ここまで頑張ってきたのですから、もう頭の中は夢の住まいにひとっ飛び・・・のはずでしたが、
やっぱりあるんです、トラブルが。

大きなトラブルにはなりませんでしたが、それでも当時はショックを受けました。

いよいよ土地が決まったら、
仮契約を交わして、書類を作成してから売買契約(本契約)を結びます。
この後の手続きは、売買契約に基づいて進められますが、
私の場合は『売買契約後に更地にして引き渡し』という条件でした。
(どのタイミングで更地にするか?誰の負担か?などは契約ごとに異なります。)

ですので、契約してから建物の解体が始まりました。

このとき、解体費用は売主が負担という契約だったのですが、
それが元でトラブルが発生しました。

実は、古い建物の下には地盤改良のための杭が埋まっていて、
これを抜くのには解体費とは別に費用が掛ります。

また、この杭は結構シッカリしたものだったため、
その撤去費用が想定していたよりも高くなってしまったようです。

そこで売主側の不動産屋さんAから、
『この地盤改良の杭を残したまま引き渡したい』という提案というか相談がありました。

それをAからB、つまり私が雇った不動産屋さんへ相談が来て、
その後Bの担当者から私の元へ連絡がきました。

不動産屋さんB曰く、
「頑丈な杭だから、次の建物にも使えますよ。地盤改良費が浮いて、ラッキーじゃないですか。」
ということでした。

なんだかイヤな予感・・・。

この手の提案で、私にとって有利な提案があろうはずもありません。
こういうことは、簡単に判断して、安易に回答してはいけません。

よくお考えください。
もしも買主にとって有利な条件なら、初めに言うじゃないですか。
『○○なので、お得!チャンス!ラッキー!ぜひ契約してください!』
って広告に書くか直接話があるじゃないですか。

でも、そんな話はなし。
後から『いい話ですよ・・・』なんて言われても、信ぴょう性ゼロ。

そもそも契約も終わって重要事項説明にもバッチリ『杭は撤去する』と記載しているのです。

とにかく、こんな時は『安易に即答しない』。
これは役に立つので覚えておいてください。

さて、私は不動産業者Bの勢いに流されることなく(相当な勢いでまくしたてて来ます)、
『即答はできません・・・』とだけ伝えました。
これは、議論になっても私にはリスクしかないから、です。

そもそも話を続けてはいけません。
『重要事項には杭は撤去すると書いているじゃないですか。

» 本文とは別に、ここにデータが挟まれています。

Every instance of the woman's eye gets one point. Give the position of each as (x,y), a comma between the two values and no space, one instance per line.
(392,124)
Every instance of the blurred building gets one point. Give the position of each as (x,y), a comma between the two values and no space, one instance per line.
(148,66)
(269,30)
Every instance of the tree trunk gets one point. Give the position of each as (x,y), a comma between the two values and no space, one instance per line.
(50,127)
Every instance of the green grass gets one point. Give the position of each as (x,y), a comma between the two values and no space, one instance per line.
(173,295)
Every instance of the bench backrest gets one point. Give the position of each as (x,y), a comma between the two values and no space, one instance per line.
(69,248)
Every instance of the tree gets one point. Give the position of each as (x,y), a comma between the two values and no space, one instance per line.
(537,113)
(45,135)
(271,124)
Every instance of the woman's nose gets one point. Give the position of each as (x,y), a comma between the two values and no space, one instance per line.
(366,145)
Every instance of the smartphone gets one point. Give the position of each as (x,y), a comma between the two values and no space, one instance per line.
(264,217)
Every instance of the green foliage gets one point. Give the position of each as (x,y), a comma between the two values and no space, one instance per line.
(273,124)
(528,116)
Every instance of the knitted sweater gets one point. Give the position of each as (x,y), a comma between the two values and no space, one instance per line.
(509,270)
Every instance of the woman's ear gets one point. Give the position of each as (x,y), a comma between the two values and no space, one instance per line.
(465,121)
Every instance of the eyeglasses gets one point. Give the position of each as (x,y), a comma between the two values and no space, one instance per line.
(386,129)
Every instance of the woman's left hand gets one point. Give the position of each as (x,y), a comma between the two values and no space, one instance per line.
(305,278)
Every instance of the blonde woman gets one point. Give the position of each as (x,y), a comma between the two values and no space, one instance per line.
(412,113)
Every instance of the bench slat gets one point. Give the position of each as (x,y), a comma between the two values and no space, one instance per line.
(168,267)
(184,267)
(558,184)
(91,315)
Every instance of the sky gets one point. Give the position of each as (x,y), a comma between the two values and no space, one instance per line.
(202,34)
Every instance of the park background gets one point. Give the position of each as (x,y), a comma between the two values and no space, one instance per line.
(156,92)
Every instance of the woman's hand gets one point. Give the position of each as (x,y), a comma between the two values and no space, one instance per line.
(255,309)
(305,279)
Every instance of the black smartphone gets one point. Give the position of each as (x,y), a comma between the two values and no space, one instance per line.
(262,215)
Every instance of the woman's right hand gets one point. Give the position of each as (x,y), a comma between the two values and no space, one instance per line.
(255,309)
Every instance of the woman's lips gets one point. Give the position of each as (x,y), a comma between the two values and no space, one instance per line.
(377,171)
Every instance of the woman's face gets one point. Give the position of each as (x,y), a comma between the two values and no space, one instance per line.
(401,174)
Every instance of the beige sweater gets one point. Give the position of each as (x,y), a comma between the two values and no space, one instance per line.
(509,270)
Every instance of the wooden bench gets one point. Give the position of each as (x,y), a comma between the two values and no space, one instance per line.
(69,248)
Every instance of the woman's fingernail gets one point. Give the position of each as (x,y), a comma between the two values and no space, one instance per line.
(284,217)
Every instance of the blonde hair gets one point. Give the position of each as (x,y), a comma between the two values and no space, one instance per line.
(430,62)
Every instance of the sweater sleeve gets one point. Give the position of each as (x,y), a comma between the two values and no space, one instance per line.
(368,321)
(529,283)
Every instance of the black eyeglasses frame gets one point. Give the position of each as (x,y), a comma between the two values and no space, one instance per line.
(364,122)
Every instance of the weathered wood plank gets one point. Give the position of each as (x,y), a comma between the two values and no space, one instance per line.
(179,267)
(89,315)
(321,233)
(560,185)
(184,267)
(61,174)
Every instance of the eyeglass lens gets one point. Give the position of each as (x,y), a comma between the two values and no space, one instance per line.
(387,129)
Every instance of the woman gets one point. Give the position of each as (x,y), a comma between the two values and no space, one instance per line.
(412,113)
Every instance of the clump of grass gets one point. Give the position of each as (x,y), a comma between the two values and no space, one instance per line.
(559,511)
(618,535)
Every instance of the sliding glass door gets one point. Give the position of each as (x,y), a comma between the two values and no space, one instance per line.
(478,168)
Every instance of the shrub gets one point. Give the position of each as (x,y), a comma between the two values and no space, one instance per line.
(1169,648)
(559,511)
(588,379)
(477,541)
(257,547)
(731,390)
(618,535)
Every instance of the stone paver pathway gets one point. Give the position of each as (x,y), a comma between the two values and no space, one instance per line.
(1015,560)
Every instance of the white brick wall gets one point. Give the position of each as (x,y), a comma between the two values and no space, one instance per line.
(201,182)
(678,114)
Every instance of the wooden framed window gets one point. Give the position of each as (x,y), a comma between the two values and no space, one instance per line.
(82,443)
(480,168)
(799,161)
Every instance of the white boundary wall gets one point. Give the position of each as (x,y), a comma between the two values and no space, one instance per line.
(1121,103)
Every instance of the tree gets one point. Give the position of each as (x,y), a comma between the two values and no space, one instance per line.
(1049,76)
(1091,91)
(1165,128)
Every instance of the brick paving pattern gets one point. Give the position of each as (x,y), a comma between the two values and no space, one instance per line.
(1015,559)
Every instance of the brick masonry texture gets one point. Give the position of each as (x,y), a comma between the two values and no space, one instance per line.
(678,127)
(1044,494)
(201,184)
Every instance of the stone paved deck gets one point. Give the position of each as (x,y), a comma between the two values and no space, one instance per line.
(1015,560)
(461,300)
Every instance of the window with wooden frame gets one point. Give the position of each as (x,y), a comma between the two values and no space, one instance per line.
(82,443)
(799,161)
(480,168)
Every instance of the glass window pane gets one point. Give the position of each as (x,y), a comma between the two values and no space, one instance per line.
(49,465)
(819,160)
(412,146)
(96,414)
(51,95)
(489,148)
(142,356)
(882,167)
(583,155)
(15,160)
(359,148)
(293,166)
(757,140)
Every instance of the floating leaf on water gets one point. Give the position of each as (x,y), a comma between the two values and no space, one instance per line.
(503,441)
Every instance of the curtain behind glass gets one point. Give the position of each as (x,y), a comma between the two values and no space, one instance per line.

』
『そんな話は聞いていません。』
・・・などと、正論で話を続けたら、その時点で私は半分負けです。

先方はダメ元で話しているので、そもそも失うものがなくて必死に交渉してきます。
対して、私には失うものがたくさんあります。完全に私に不利な状況なのです。

どうせ何を言っても、相手は、
『杭は再利用できるって言ってるでしょう。』
『あなたに損のない話だからワザワザ電話しているのです。』
・・・と、いくらでも反論できるのです。
だから、そもそも話を続けてはいけません。

落ち着いて、その場は引き下がります。

『既に建物の打合せも進んでいるので、建築会社と相談しますので、後日回答します。』
これが正しい回答です。

だいいち、先方は海千山千で『私が雇い主だから・・・』なんて義理は全く感じていません。
なぜなら契約は既に交わされていて仲介手数料も全額支払い済みです。
ある意味、彼の仕事は既に終わっているのです。
本来なら滞りなく土地の引き渡しが済むのを見届ければよいだけのことです。

今回の件も、売主側の不動産屋さん(つまりA)がゴチャゴチャ言わなければ、Bには関係ない話。
私とBをつなぐのは、仲介者としての責任、ただそれだけです。
BだってAからどういう話があったのかわかりませんが、『なぜ今頃・・・』という思いがあったはず。

Bにとって何の得もない話を、ワザワザ私にしてくるには、
それなりにAからBへ強い働き掛けがあったに違いありません。

そんなややこしい関係にはさまれて、私はただトラブルに巻きこまれただけです。

そこでスグに、建築のプロに『旧地盤改良の杭の再利用が技術的に可能』かを訊ねました。
(一応、断る前に技術的な観点での確認を取るのが筋なので、ここは冷静に訊ねました。
技術的に不可能なことなら、誰が何と言おうとこちらは受けられない、ということになります。)

すると、こんな答えが返ってきました。

図面も残っていないものを、何を根拠に頑丈だとか次の建物に使えるとか言っているのかがわかりません。
言葉だけを信じて建物を建てて、後々建物に何かあってもウチは責任を取ることはできません。
つまり、次の建物には使えません。」

・・・まぁ、そうなるわな。
当然の回答が届きました。

ということは、第三者の観点で見ても『杭は再利用不可』ということです。
これで、断っても先方は納得してくれる・・・はずだったのですが。

後日この話を元に、丁重に提案のお断りの連絡をしましたが、なぜか不動産屋さん(B)が折れない。

「近隣の方から、とっても頑丈な杭だったという証言もあります。
図面はありませんが、証言があります。証言があれば十分じゃないのですか!」
といって、引きさがろうとしません。

『へ?』と私は呆気にとられます。
証言って、被告人を裁判に掛けてるワケじゃないのです。
これから何年後かに問題が起こった時に、その証人が建物の保証をしてくれるワケじゃないのです。
ひょっとしたら『カン違いだった』なんてことがあるかもしれません。

建築会社だって、そんな自社で責任を持てない情報を当てにして家を建てることなどできるハズがありません。
見ず知らずの人の証言を元に建物を建てて問題が起こったら一番困るのは私たち家族。
そんなリスクを知った上で、建築会社がこの条件を飲むと思いますか?

仮に、
『私は地盤改良費をケチりたいので杭は再利用してください。
なお、全ての杭に関する責任は私にあります。今後どのような不具合が生じても文句は言いません。』
と私が一筆書けばよいのでしょうが、そんな契約交わすワケがありません。

その後もスッタモンダありましたが、こちらもこうなったら遠慮は無用。
『契約に基づいて、杭は撤去してください!』とだけ言い続けました。

SA270006 写真:これが実際に埋まっていた杭。建築会社だって、工事中にこんなの出てきても困ります。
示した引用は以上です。